De uma boa atuação surgem outros personagens e, consequentemente, relações incríveis entre eles, certamente um dos pontos fortes aqui. De certa forma, é assim que o roteiro apresenta a história: “Sweet Smell of Success” já começa com as engrenagens em movimento, deixando o espectador perdido em tantos detalhes. Aos poucos uma pessoa ou um fato é introduzido para clarificar melhor a situação. Não é de graça que as coisas são assim também, afinal o título sugere e o próprio Falco mostra que nenhum suspiro pode ser em vão; todos seus atos devem mantê-lo em movimento, na eterna busca pelo pote de ouro que nunca existiu num mundo cinza como esse. Quando se fala em movimento a direção de Alexander Mackendrick é certeira, adicionando ambição e imediatismo do protagonista a esta entonação agitada. O ritmo é ligeiro e o filme não para por muito tempo, como se não quisesse dar uma pausa na busca pela grandeza — o que também é refletido na duração econômica de 96 minutos. As atuações se encarregam de incorporar o cinismo daquele mundo, o qual coloca seus personagens como cães moribundos num ringue sem ligar para quem ganha. No entanto, quem dá as armas para eles lutarem é o roteiro, ou melhor dizendo, são as palavras em suas bocas que reforçam ainda mais suas poses desprezíveis. Ao passo que a trilha sonora colossal de Elmer Bernstein não poupa esforços e coloca a orquestra em forte desde os primeiros segundos, como aquelas melodias que tocam quando um figurão aparece em cena. A exceção é que aqui elas são a lei, não apenas um momento em um longa metragem. Novamente fica claro que as apostas aqui estão sempre nas alturas, pois é o futuro do protagonista está em jogo.
“Sweet Smell of Success” se sai muito bem na maioria das coisas que faz; a direção sólida de Mackendrick garante que atuações, trilha sonora e roteiro estejam todos no mesmo barco.

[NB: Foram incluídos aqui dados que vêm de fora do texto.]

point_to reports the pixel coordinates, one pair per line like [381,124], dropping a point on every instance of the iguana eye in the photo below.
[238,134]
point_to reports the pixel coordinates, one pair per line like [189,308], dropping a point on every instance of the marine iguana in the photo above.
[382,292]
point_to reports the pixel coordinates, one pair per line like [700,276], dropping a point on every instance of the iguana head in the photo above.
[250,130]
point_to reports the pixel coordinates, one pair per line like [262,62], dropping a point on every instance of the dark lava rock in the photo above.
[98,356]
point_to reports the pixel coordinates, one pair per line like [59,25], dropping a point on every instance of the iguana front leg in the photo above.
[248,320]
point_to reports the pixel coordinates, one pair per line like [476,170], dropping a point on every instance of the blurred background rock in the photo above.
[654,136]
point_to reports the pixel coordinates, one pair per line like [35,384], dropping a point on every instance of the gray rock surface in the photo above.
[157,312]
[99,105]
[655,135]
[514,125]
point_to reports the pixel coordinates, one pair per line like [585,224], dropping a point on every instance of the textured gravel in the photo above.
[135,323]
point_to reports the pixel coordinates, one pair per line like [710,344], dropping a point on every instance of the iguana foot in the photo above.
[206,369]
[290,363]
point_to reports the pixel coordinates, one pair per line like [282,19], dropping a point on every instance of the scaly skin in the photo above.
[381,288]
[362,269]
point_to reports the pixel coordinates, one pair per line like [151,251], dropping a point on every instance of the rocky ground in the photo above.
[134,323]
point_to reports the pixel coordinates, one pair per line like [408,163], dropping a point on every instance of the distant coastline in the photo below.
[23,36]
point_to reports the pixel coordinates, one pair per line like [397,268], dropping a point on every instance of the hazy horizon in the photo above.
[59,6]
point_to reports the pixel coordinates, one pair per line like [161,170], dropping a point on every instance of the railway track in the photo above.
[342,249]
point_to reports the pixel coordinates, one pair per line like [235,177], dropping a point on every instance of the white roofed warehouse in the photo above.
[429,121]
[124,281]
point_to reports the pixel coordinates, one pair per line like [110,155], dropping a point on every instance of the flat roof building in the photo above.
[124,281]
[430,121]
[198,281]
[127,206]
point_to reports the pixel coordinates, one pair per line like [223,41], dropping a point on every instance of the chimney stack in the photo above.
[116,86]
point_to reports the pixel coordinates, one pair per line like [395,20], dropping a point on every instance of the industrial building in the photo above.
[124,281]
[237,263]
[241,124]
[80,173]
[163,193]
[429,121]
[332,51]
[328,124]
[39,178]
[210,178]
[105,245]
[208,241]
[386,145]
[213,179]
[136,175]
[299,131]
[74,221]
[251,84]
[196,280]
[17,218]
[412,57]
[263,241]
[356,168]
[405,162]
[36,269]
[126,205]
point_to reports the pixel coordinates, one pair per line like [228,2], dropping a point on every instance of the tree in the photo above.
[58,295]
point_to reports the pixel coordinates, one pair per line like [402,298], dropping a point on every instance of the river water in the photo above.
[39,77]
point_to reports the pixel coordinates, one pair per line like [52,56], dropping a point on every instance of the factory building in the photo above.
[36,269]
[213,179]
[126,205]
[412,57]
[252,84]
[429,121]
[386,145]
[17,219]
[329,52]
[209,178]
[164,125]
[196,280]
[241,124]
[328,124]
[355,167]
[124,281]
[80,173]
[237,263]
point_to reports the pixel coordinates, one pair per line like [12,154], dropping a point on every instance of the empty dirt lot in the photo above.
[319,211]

No entanto, senti muita falta de uma porção final que coloque tudo em risco mais do que os primeiros atos; justamente no clímax falta uma sensação de perigo. A história segue em seu ritmo hiperativo sem dar um noção de progressão de conflito e quando o espectador se dá conta o clímax chegou e o filme acaba em poucos instantes. É um contra pesado na hora de colocar qualidades e defeitos na mesa, mas que, felizmente, não vai além de impedir que este filme seja ainda melhor do que é; de forma alguma ele estraga tudo o que foi tão bem executado antes.